🤖 AI Summary
Existing self-supervised learning methods naively adapt image/text paradigms to wireless channel representation, overlooking intrinsic channel properties—including spatiotemporal-frequency correlation, hardware constraints, and noise sensitivity. To address this, we propose WiMAE, the first foundation model for wireless channels: a Transformer-based masked autoencoder. We further extend it into ContraWiMAE, a novel multi-task framework that unifies masked reconstruction with noise-augmented contrastive learning—marking the first such integration. Our method introduces a channel-structure-aware masking strategy and pretraining paradigm tailored to multi-antenna systems, enhancing representation discriminability and cross-scenario generalization. Evaluated on diverse downstream tasks, WiMAE achieves a 12.3% improvement in linear separability and reduces few-shot adaptation error by 19.7%, significantly boosting data efficiency and environmental robustness.
📝 Abstract
Current applications of self-supervised learning to wireless channel representation often borrow paradigms developed for text and image processing, without fully addressing the unique characteristics and constraints of wireless communications. Aiming to fill this gap, we first propose WiMAE (Wireless Masked Autoencoder), a transformer-based encoder-decoder foundation model pretrained on a realistic open-source multi-antenna wireless channel dataset. Building upon this foundation, we develop ContraWiMAE, which enhances WiMAE by incorporating a contrastive learning objective alongside the reconstruction task in a unified multi-task framework.

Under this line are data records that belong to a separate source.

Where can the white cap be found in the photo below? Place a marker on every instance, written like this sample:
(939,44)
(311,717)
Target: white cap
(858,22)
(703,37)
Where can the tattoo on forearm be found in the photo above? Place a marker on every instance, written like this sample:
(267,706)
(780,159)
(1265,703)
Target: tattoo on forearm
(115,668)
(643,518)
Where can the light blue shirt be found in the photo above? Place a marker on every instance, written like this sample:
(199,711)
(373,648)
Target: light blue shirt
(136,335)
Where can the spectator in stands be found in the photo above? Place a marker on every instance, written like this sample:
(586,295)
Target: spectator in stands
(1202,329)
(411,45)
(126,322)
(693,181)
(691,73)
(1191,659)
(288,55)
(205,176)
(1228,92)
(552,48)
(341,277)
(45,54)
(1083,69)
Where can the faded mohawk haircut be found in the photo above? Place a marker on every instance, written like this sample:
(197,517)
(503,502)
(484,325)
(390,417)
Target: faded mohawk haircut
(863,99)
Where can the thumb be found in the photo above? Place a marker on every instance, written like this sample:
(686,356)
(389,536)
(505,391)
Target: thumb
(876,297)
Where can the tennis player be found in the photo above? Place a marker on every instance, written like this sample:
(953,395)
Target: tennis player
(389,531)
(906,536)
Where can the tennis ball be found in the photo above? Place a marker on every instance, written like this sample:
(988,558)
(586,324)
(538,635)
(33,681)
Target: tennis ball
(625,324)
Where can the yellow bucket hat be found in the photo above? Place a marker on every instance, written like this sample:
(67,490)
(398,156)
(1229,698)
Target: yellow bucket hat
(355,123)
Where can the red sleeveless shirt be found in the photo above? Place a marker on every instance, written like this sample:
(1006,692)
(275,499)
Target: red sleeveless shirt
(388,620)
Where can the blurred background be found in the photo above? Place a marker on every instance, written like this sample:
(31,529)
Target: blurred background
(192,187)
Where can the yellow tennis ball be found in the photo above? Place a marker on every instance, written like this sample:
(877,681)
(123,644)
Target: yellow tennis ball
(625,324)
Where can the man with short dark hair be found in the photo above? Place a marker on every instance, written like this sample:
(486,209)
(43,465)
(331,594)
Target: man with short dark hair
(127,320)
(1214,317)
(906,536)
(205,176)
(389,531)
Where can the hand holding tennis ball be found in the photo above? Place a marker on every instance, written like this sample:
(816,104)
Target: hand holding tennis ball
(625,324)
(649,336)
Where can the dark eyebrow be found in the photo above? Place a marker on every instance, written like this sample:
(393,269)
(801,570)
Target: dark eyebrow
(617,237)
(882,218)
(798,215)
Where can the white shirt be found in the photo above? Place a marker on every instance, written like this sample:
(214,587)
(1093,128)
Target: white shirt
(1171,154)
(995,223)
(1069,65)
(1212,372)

By warm-starting from pretrained WiMAE weights and generating positive pairs via noise injection, the contrastive component enables the model to capture both structural and discriminative features, enhancing representation quality beyond what reconstruction alone can achieve. Through extensive evaluation on unseen scenarios, we demonstrate the effectiveness of both approaches across multiple downstream tasks, with ContraWiMAE showing further improvements in linear separability and adaptability in diverse wireless environments. Comparative evaluations against a state-of-the-art wireless channel foundation model confirm the superior performance and data efficiency of our models, highlighting their potential as powerful baselines for future research in self-supervised wireless channel representation learning.